Division of Geriatrics and Gerontology, Department of Medicine, University of Wisconsin-Madison, School of Medicine and Public Health, Madison, WI, USA.
Menopause. 2012 May;19(5):524-33. doi: 10.1097/gme.0b013e318238ff2c.
This study investigated the phenomenon known as the healthy user bias by equating hormone therapy (HT) use (past or current) with healthy user status.
Data from the Survey of Midlife in the United States were used to identify the predictors of HT use. The unique Survey of Midlife in the United States data include psychological, demographic, health-related, and behavioral variables as well as history of HT use. Predictors of HT use were combined to derive propensity scores, describing the likelihood that a woman was an HT user, based on her psychological, demographic, physical, and behavioral profile (ie, likelihood of being a healthy user) as opposed to her actual use of HT. Finally, cognitive performance on an executive function test was examined in women stratified by propensity score.

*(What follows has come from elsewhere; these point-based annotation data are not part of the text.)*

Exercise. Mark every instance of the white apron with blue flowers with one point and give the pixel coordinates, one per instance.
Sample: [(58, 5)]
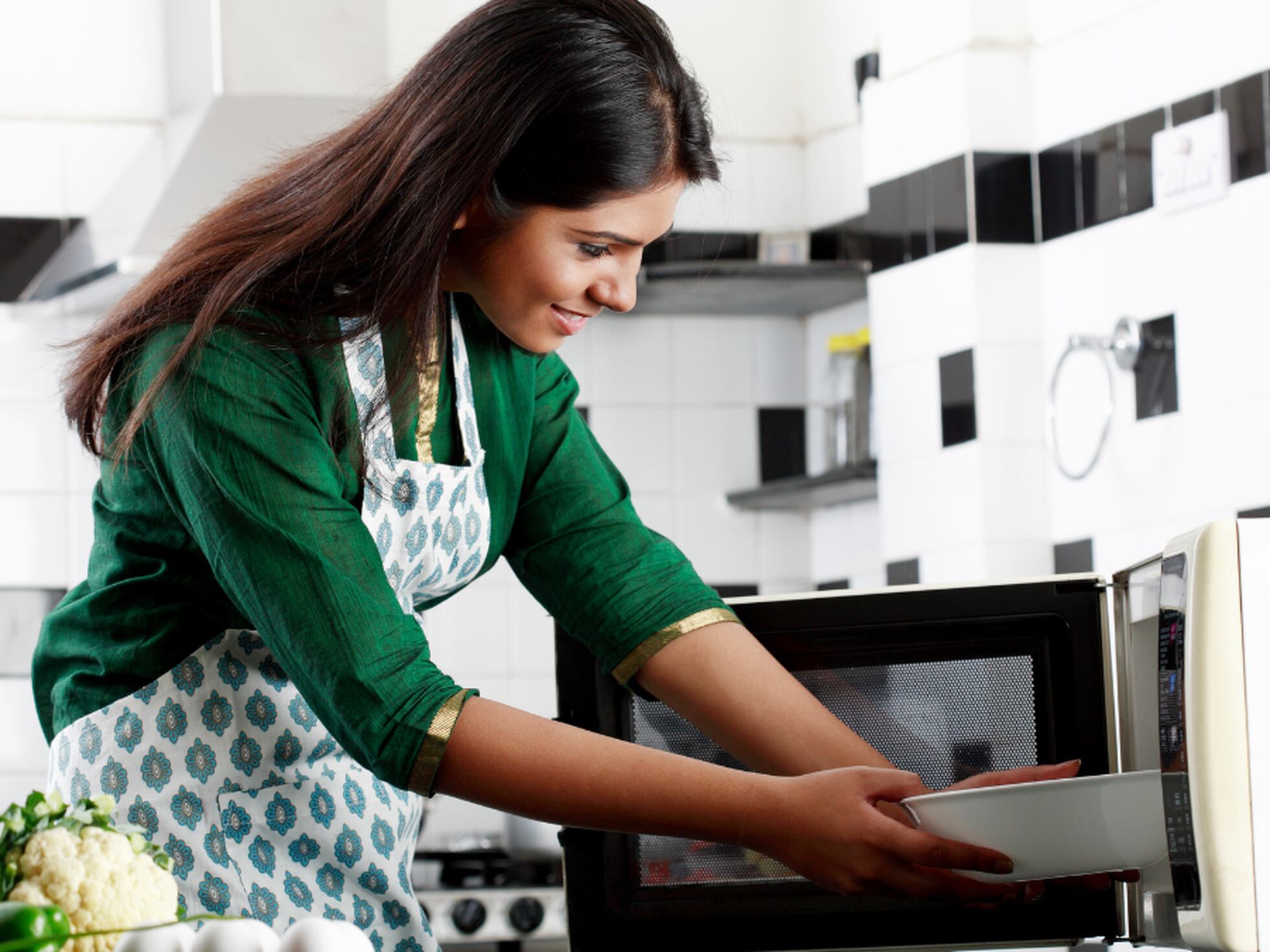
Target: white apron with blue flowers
[(226, 765)]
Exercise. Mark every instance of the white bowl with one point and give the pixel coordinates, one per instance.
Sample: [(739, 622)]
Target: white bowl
[(1054, 828)]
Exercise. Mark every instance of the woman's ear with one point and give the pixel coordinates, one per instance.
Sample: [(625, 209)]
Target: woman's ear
[(470, 211)]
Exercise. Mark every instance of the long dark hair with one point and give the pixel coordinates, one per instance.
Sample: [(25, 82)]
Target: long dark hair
[(559, 103)]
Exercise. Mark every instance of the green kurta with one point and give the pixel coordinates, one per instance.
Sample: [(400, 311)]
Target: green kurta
[(235, 512)]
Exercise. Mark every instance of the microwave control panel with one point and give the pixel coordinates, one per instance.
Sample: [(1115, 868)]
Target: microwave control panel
[(1173, 734)]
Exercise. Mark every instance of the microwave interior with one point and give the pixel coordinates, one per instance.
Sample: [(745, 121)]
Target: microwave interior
[(945, 682)]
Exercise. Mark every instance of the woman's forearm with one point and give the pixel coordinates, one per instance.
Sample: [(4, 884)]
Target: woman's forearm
[(730, 687), (526, 764)]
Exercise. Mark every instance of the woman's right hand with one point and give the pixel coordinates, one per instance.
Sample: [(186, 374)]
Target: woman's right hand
[(828, 828)]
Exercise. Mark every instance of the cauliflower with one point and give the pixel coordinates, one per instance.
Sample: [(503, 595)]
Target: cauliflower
[(97, 880), (102, 878)]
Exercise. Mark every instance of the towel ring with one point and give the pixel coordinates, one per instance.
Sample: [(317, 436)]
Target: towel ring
[(1126, 347)]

Using a multiple logistic regression model, nine variables emerged as predictors of HT use. The nine variables were used to estimate the propensity or conditional probability of using HT for each subject; resultant propensity scores were ranked and divided into tertiles. Women in the highest tertile demonstrated shorter median response latencies on a test of executive function than did women who did not use HT.
From an array of psychological, medical, and behavioral variables, nine emerged as predictors of HT use. If validated, these features may serve as a means of estimating the phenomenon known as healthy user bias. Moreover, these data suggest that the degree to which a woman fits a model of a healthy user may influence cognitive response to HT.
本研究通过将激素治疗(HT)的使用(过去或现在)等同于健康使用者状态,来研究所谓的健康使用者偏差现象。
使用美国中年调查的数据来确定 HT 使用的预测因素。独特的美国中年调查数据包括心理、人口统计学、与健康相关的和行为变量以及 HT 使用史。HT 使用的预测因素被组合起来以得出倾向评分,根据女性的心理、人口统计学、身体和行为特征(即成为健康使用者的可能性)来描述她成为 HT 用户的可能性,而不是她实际使用 HT 的情况。最后,根据倾向评分对执行功能测试的认知表现进行分层分析。
使用多元逻辑回归模型,有九个变量成为 HT 使用的预测因素。这九个变量用于估计每个受试者使用 HT 的倾向或条件概率;由此产生的倾向评分进行排名并分为三分位数。在最高三分位数的女性在执行功能测试中的中位反应时显著短于未使用 HT 的女性。
从一系列心理、医学和行为变量中,有九个变量成为 HT 使用的预测因素。如果得到验证,这些特征可能成为估计所谓健康使用者偏差现象的一种手段。此外,这些数据表明,女性符合健康使用者模型的程度可能会影响对 HT 的认知反应。